If a .NET program directly or indirectly needs to call platform dependent/native/unmanaged code it might crash.

This 32-bit/64-bit theme came into my mind after I got a new laptop with Windows 7 64-bit installed and tried to develop with the SQLite database.

System.Data.SQLite contains managed code plus unmanaged code. There is a 32-bit version and a 64-bit. Both have the same filename, but different size, and your EXE file must use the right one.

To make it more complicated: My Visual Studio 2010 debugger is a 32-bit application, so I cannot debug when using "System.Data.SQLite-64bit" from the GAC!

As .NET developers we need guidelines/know-how/best practices.

And the best place to collect this kind of information that I know of is this site.

So please, share your ideas and known issues which could serve as best practices or guidelines to survive in the 32/64/anyCPU .NET world.

I would favor one issue/trick per "answer" so it can be commented/updated/referenced easily.

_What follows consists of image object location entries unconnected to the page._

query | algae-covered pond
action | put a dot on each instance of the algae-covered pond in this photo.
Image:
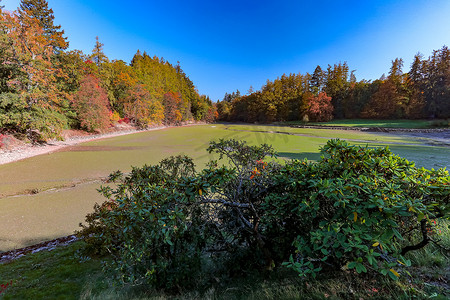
(47, 196)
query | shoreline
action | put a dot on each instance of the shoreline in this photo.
(27, 150)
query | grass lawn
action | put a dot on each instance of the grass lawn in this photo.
(64, 273)
(47, 196)
(422, 124)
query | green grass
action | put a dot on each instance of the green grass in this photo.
(58, 274)
(422, 124)
(65, 274)
(66, 181)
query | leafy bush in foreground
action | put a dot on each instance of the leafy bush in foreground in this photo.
(356, 208)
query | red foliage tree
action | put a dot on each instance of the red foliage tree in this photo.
(320, 108)
(142, 108)
(172, 108)
(91, 104)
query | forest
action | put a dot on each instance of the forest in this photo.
(45, 88)
(421, 93)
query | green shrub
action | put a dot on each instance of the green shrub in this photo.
(359, 208)
(356, 208)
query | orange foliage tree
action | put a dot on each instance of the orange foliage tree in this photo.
(91, 104)
(142, 108)
(172, 108)
(320, 108)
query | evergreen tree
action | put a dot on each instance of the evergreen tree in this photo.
(97, 56)
(317, 80)
(39, 10)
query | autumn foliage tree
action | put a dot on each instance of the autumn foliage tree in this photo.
(91, 105)
(320, 108)
(142, 108)
(172, 108)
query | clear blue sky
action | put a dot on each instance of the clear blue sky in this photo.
(227, 45)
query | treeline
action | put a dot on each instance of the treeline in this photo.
(44, 88)
(423, 92)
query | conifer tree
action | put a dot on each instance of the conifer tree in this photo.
(39, 10)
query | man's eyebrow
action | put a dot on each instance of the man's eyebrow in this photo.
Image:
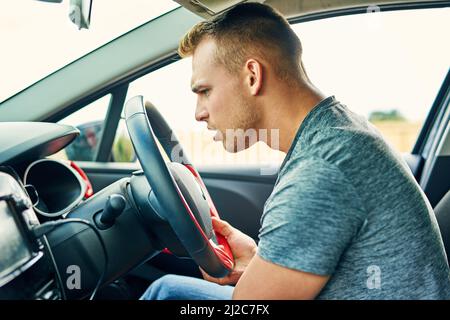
(197, 87)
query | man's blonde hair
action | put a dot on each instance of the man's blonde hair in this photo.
(249, 30)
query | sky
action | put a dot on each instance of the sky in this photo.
(381, 61)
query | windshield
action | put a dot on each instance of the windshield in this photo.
(38, 38)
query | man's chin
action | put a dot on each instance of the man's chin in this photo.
(233, 147)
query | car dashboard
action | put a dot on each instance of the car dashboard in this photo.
(33, 190)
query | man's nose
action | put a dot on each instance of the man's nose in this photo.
(201, 114)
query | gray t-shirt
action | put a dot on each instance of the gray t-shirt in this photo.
(346, 205)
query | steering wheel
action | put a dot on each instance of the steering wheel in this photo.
(182, 197)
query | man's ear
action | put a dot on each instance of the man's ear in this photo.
(254, 76)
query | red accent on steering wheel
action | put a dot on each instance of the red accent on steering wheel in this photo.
(223, 250)
(89, 190)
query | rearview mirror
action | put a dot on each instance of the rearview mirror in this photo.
(80, 13)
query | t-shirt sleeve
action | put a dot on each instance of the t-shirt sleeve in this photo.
(310, 218)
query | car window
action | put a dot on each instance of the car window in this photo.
(89, 120)
(386, 66)
(35, 31)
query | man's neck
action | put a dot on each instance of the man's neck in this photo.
(286, 113)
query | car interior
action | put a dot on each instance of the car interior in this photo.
(123, 225)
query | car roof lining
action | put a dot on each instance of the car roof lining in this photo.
(210, 8)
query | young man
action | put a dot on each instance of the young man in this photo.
(346, 219)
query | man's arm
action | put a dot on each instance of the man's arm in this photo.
(266, 280)
(259, 279)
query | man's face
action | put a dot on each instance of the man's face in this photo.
(222, 101)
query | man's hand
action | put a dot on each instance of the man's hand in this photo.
(242, 246)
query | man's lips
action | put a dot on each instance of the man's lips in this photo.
(217, 136)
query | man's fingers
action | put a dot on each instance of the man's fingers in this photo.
(222, 227)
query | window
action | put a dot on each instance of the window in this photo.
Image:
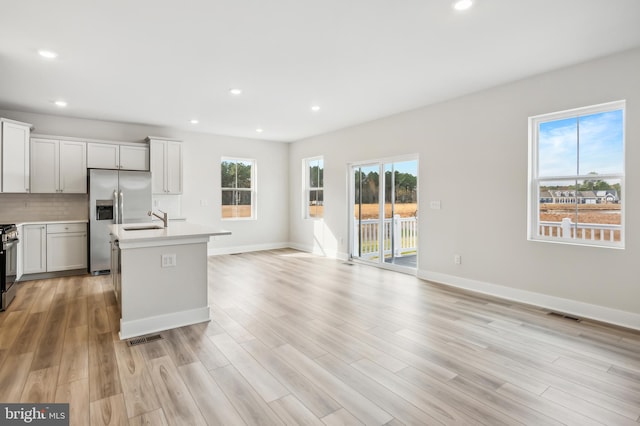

  • feel free to give several "answers".

I will share my own knowledge as answers to this question, too.

1
Though obviously the accepted answer provides you information on bitness of .NET projects, I want to remind you there is a purely bitness friend solution out there, called C# SQLite code.google.com/p/csharp-sqlite. 100% C#. :) - Lex Li

1 Answers

4
votes

Providing an extra "x86 only" main.exe can make live easier when native code is involved

After reading anycpu-exes-are-usually-more-trouble-then-they-re-worth I realised that providing an extra "x86 only" main.exe can make live easier.

Since Windows 7 64-bit can execute x86-32-bit applications the x86-program will run on most .NET-systems (but not on non-Intel Mono systems).

As long as the Windows 7 64-bit Visual Studio 2010 debugger is a 32-bit application the x86 app can be debugged easyly.

The x86 release has as many "any CPU" DLLs as possible except the main EXE and the CPU-specific DLLs.

For machines that cannot run x86-code or where a huge memory is requiered you can provide an extra "any-CPU" EXE-version. This version requies adequate installation to enshure that right platform specific code is used.

Visual Studio 2010 How to: Configure Projects to Target Platforms describes how to set the platform to x64. The same way you can target x86.